GTFS ATLAS Data

The GTFS integration stage produces two complementary output families:

data/processed/atlas_routes_gtfs.csv: A stop-level GTFS route sidecar keyed by sloid, used by AtlasState for stop-level route matching and route stats/UI helpers.
data/processed/atlas_routes.csv, atlas_route_directions.csv, and atlas_route_stops.csv: Entity-first GTFS route tables used during route import and route-route linking.

Together, these files map ATLAS stops to their associated transit routes and directions using GTFS (General Transit Feed Specification) timetable data.

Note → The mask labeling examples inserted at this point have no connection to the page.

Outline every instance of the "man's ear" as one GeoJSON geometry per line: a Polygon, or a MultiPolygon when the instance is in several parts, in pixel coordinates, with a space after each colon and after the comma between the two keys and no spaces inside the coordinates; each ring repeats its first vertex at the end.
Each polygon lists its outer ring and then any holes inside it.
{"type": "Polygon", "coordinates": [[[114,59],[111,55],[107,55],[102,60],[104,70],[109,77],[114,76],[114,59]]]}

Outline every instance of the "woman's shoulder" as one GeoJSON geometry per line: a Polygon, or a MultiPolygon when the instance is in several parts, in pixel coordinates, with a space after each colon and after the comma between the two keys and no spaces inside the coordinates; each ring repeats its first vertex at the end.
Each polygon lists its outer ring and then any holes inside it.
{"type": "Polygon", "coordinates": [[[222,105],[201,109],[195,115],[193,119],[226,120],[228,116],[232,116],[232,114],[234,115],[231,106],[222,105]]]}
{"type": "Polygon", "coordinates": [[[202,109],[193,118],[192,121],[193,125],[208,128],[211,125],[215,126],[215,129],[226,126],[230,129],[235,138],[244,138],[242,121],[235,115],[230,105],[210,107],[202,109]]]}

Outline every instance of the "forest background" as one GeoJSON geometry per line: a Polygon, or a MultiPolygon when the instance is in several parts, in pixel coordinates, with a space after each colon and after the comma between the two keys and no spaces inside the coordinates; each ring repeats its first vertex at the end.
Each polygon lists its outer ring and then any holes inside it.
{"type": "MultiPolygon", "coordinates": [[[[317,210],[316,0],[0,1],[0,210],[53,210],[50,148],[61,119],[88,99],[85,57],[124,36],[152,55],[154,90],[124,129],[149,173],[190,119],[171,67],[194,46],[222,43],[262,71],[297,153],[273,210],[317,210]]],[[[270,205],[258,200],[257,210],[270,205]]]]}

GTFS provides the underlying data that allows us to know which routes (e.g., "Tram 11") serve which stops, and in which direction (e.g., "towards Rehalp").

Statistics

We track how many ATLAS stops are successfully matched to GTFS routes.

Total ATLAS Stops: —
Stops Matched to GTFS: —
Coverage: —%

We also track how the GTFS stop_ids map to the ATLAS sloids:

Total GTFS Stops Processed: 50,790
Matched GTFS Stops: 19,911 (39.2%)
Unmatched GTFS Stops: 30,879
Strict Matching Assignments: 26,941
Unique-Number Fallback Assignments: 2,277

GTFS File Structure

Before processing the data, it is helpful to understand the core structure of a GTFS feed. A GTFS feed is a collection of CSV files (with a .txt extension) zipped together. The files we use to build route associations are:

stops.txt: Contains the physical locations of transit stops. Each stop has a unique stop_id (e.g., 8503000:0:1 for a specific platform), coordinates, and names.
routes.txt: Contains the definition of transit lines, such as "Tram 11" or "S12". Each route has a unique route_id, a route_short_name, and optional route metadata such as route_long_name, route_desc, and route_type.
trips.txt: Defines individual journeys along a route. It links a specific trip_id to a route_id and includes direction information (direction_id). The file also contains fields like trip_headsign, but the current route export focuses on route/direction linkage.
stop_times.txt: This is the connective tissue. It defines the exact schedule. Each row links a trip_id to a stop_id and provides the arrival/departure times, as well as the order the stop appears in the trip (stop_sequence).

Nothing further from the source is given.